Можно привести важный пример из практики агентств по трудоустройству. Логика неолиберального рыночного режима требует по возможности приватизировать эту сферу, оставив государственным структурам работу лишь с теми, кого трудоустроить нереально. Соответственно, пособия по безработице должны сопровождаться санкциями за отказ от предлагаемого варианта трудоустройства.
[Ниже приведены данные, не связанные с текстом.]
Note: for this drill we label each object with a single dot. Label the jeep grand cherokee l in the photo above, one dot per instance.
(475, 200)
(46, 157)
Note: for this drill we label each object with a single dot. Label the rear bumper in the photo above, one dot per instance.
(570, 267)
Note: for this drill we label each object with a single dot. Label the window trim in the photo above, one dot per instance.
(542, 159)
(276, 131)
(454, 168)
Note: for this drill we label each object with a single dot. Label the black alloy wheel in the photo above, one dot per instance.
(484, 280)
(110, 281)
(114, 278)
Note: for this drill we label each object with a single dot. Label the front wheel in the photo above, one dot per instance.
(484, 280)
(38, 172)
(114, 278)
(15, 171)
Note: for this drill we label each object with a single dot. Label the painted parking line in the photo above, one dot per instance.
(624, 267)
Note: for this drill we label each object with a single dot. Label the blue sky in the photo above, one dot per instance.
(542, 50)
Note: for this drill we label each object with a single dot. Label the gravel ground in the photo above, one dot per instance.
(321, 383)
Клиенты лишаются рыночного выбора, так как не отвечают критериям вхождения на рынок, и оказываются ущемлены в гражданских правах, так как из мира, где у них есть право на безопасность, их выгоняют в мир, где за отказ от услуги может последовать наказание.

В 1960 – 1970-х годах в развитых странах обычно считалось необходимым, чтобы государственные службы занятости предоставляли как можно более обширные услуги и чтобы выплата пособий по безработице была отделена от услуг по трудоустройству, поскольку цель трудоустройства — и в смысле его эффективности, и в смысле гражданских прав — понималась как максимальное расширение возможностей граждан на получение подходящей работы, приносящей удовлетворение. 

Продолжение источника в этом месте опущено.